The saviour of investigative journalism seemed to have been found in the ‘Reynolds defence’ when it was first successfully used it court as it seemed to protect reporters who’s stories had previously been dropped because the reporter had feared for libel action.
Two cases recently thought to have shown the opposing strengths and problems with reliance on the ‘Reynolds defence.’ The first case saw the Times pay out £60,000 to a Police Officer as it had failed to act responsibly or report on matters which later exonerated him. Whereas, a judge has just struck out a claim of libel against Channel 4 by six police officers because he did not believe the police officers would be unlikely to beat Channel 4’s ‘Reynolds defence’ even though the defence had only been indicated and not pleaded.
From 1 January 2014, the common law public interest defence is to all intents and purposes being put into statute in the form of the Defamation Act 2013, however this will only cover material published from 1 January onwards, ith anything published prior to that date still requiring the use of the ‘Reynolds defence.’
The court, when assessing the ‘Reynolds defence’ will take into consideration:
- The story’s sources; are they impartial, are they holding a grudge?
- Has the story been verified, if so by who and which sources were used?
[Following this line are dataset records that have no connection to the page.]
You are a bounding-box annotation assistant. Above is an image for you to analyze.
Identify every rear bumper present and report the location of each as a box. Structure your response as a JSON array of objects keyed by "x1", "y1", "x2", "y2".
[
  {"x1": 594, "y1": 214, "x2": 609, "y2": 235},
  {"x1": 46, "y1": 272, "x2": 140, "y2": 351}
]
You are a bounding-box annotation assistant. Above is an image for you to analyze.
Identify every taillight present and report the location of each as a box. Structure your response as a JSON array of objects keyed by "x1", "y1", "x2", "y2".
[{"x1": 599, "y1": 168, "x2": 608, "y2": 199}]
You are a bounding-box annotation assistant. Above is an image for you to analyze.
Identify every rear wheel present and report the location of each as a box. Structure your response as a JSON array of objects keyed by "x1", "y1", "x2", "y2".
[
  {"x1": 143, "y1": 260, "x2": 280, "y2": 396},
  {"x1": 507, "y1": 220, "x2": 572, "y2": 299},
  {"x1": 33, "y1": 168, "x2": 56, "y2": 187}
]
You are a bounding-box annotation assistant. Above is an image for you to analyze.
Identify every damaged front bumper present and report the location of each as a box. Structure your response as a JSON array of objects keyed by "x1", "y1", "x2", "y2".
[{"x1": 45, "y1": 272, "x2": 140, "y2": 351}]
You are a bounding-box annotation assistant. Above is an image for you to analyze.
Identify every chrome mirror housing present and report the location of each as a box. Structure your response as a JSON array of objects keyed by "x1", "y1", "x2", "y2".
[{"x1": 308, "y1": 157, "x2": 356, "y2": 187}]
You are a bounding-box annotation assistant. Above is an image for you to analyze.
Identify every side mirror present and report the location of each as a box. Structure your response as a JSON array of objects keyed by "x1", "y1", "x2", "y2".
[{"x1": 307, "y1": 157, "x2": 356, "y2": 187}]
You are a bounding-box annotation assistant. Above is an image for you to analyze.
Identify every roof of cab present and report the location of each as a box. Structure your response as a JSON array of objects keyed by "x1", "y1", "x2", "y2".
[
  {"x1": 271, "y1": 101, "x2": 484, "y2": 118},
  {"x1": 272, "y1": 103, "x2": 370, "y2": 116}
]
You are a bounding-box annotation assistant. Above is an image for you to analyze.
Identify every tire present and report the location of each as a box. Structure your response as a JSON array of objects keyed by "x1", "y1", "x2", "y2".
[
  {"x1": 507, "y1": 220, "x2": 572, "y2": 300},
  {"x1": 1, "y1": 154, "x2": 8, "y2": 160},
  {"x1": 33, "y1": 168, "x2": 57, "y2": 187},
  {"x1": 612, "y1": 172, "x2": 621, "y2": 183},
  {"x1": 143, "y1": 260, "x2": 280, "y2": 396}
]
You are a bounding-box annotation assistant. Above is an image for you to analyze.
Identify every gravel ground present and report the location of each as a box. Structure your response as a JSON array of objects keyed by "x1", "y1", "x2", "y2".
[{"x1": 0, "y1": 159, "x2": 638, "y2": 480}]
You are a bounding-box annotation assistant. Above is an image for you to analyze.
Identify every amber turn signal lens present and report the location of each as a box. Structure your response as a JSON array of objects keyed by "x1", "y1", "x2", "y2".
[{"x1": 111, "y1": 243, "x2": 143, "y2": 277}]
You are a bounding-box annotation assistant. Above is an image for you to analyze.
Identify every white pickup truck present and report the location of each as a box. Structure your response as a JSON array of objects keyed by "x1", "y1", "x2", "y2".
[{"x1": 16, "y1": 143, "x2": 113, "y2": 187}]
- Is the story being investigated by other agencies which could assist the reporter?
- The article’s tone – is the story biased, or neutral, something some journalists and publications can struggle doing?
- Importantly, was the subject of the story given a right to reply, if so was this covered sufficiently and weighted accordingly within the story?
- Has the subject of the story previously spoken about the matter, if so does it reflect they have said?
When looking at the opposing decisions granted by the courts using the ‘Reynolds defence’ it would seem like the Defamation Act 2013 is a timely addition to the world of libel which should remain more consistent in future.